Michael Jenkins

Personal information
- Full name: Michael Jenkins
- Born: 9 June 1972 (age 53) Gold Coast, Queensland, Australia

Playing information
- Position: Hooker, Second-row, Prop
Club
| Years | Team | Pld | T | G | FG | P |
| 1998 | Newcastle Knights | 3 | 0 | 0 | 0 | 0 |
| 1999 | Workington Town | 12 | 7 | 0 | 0 | 28 |
| 1999 | Gateshead Thunder | 16 | 3 | 0 | 0 | 12 |
| 2000 | Hull FC | 27 | 3 | 0 | 0 | 12 |
|  | Total | 58 | 13 | 0 | 0 | 52 |
Representative
| Years | Team | Pld | T | G | FG | P |
| 2000 | Wales | 5 | 1 | 0 | 0 | 4 |
- Source:

= Mick Jenkins (rugby league) =

Wales international rugby league footballer

Michael Jenkins (born 9 June 1972) is a former professional rugby league footballer who played in the 1990s and 2000s.
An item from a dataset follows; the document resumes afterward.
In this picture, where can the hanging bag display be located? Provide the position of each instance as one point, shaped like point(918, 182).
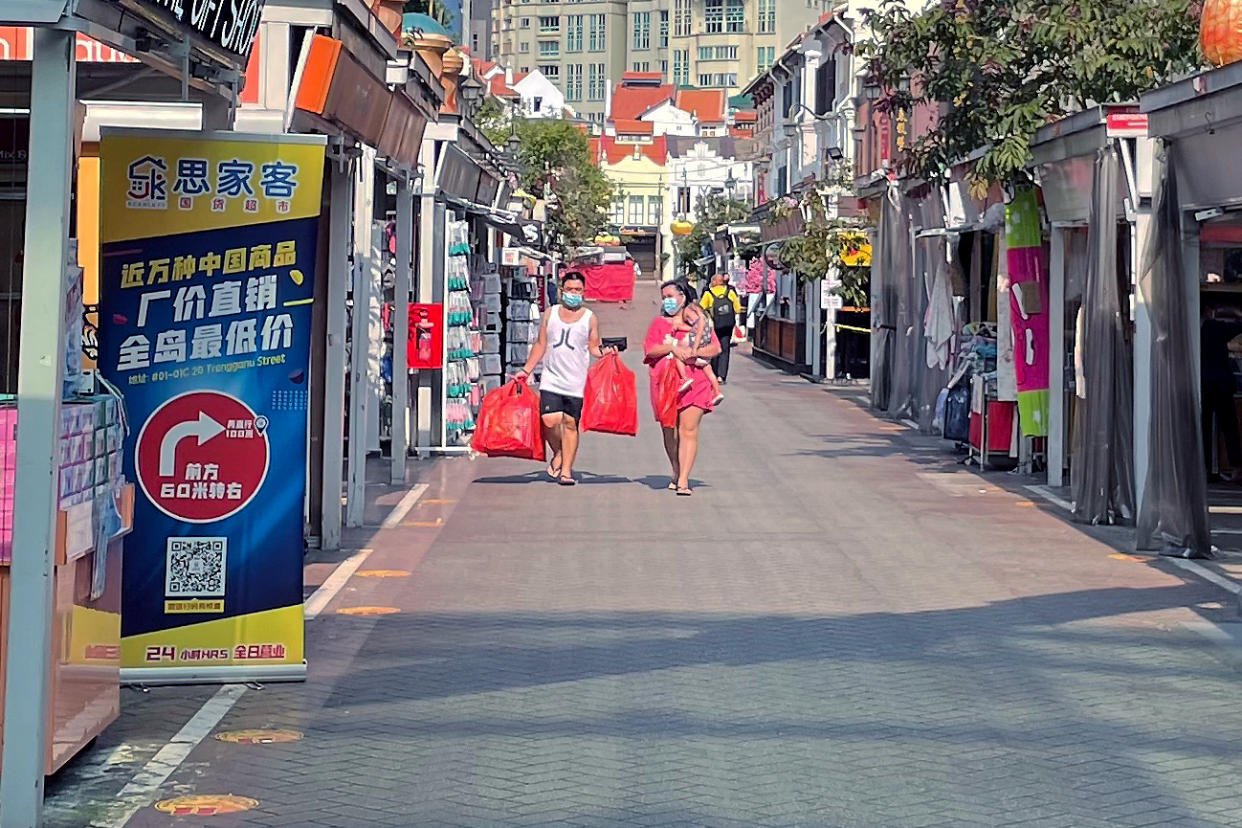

A Wales international forward, Jenkins played at club level for the Newcastle Knights, Workington Town, Gateshead Thunder and Hull FC.

==Early life==
Jenkins was born in Gold Coast, Queensland, Australia.

==Club career==
He was signed by Workington Town having only gone to the United Kingdom to accompany close friend Evan Cochrane who had signed for Workington Town. After half a season playing at Workington Town, an offer was received from Super League club Gateshead Thunder. After signing with the Gateshead Thunder, Workington Town received a £15,000 transfer fee.

==International honours==
Jenkins made his international début for Wales in 2000 against South Africa. Playing at Hooker, Jenkins scored two tries in the 40–12 win.

Jenkins further represented Wales at the 2000 Rugby League World Cup scoring a try in the 38–6 victory over Cook Islands.